Reputation: 3
I need to import a txt file with the following pattern:
"A" "B" "C" "D" "E" "F" "G" "H" "I""1" 1 "7-201-2012-30" "201" "2011" 0 NA 0 14190 "01-01-1970""2" 2 "7-201-2012-101" "201" "2011" 0 NA 0 14190 "01-01-1970""3" 3 "7-203-2031-19" "203" "2032" 0 NA 0 14190 "01-01-1970""4" 4 "7-203-2031-23" "203" "2032" 0 NA 0 14190 "01-01-1970""5" 5 "7-203-2031-26" "203" "2032" 0 NA 0 14190 "01-01-1970""6" 6 "7-201-2012-57" "201" "2011" 0 NA 0 14190 "01-01-1970""7" 7 "7-201-2012-58" "201" "2011" 0 NA 0 14190 "01-01-1970""8" 8 "7-201-2012-64" "201" "2011" 0 NA 0 14190 "01-01-1970""9" 9 "7-201-2012-67" "201" "2011" 0 NA 0 14190 "01-01-1970""10" 10 "7-201-2012-74" "201" "2011" 0 NA 0 14190 "01-01-1970""11" 11 "7-201-2012-77" "201" "2011" 0 NA 0 14190 "01-01-1970""12" 12 "7-201-2012-78" "201" "2011" 0 NA 0 14190 "01-01-1970""13" 13 "7-201-2012-80" "201" "2011" 0 NA 0 14190 "01-01-1970""14" 14 "7-201-2012-85" "201" "2011" 0 NA 0 14190 "01-01-1970""15"

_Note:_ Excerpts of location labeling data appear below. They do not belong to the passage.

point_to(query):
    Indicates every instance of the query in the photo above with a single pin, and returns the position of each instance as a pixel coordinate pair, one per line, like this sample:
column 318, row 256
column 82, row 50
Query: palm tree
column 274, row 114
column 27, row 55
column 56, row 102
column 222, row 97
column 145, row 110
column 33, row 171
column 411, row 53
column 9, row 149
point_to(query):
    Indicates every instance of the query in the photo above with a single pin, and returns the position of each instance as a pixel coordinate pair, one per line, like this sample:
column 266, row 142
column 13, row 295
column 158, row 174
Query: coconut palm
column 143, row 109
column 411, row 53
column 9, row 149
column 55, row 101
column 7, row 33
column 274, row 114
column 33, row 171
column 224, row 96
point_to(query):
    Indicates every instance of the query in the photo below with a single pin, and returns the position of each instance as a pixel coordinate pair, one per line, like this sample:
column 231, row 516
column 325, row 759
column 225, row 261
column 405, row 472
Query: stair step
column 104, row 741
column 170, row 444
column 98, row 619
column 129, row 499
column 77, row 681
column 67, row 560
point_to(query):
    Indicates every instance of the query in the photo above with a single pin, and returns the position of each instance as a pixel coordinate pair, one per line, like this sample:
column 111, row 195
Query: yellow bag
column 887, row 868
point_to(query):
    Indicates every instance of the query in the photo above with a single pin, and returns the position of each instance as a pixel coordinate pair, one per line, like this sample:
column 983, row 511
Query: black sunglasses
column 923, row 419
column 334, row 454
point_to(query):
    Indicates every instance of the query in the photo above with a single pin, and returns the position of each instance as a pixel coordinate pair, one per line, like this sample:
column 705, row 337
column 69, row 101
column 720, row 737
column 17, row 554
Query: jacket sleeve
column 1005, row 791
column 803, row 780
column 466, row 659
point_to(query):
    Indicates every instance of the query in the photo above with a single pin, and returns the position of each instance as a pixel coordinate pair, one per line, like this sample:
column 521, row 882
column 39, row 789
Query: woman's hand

This is not the full file, but the rest continues in this pattern. Every space or tab indicates a new column until the string "1"("2", "3", ..., "15"). After that a new row should start. I'm rather unexperienced in programming with R but I found a similar problem in this forum where the strings were separated with backslashes. This is how they solved it:
data = paste(scan("Einzelteil_T35.txt",what="character"),collapse='') ## Read the file
dmat = matrix(strsplit(data,"\\\\")[[1]],ncol=15,byrow=T) ## Convert it to a matrix
dmat[,15] = gsub("\".*[0-9]\"","",dmat[,15]) ## Remove the next line number from the values of the last column
colnames(dmat)=dmat[1,] ## Take first line as names
dmat = dmat[-1,] ## Remove first line (as it contained the names)
df = as.data.frame(dmat)
df
Unfortunately I did not manage to adjust the code in a way that it works for my txt file. If you could help me adjust the code or show me a complete different approach that works, I would be very thankful.
Upvotes: 0
Views: 51
Reputation: 206197
It just seems like you have 10 columns here that are repeated. You can just form these into a matrix. No need to bother with the collapsing.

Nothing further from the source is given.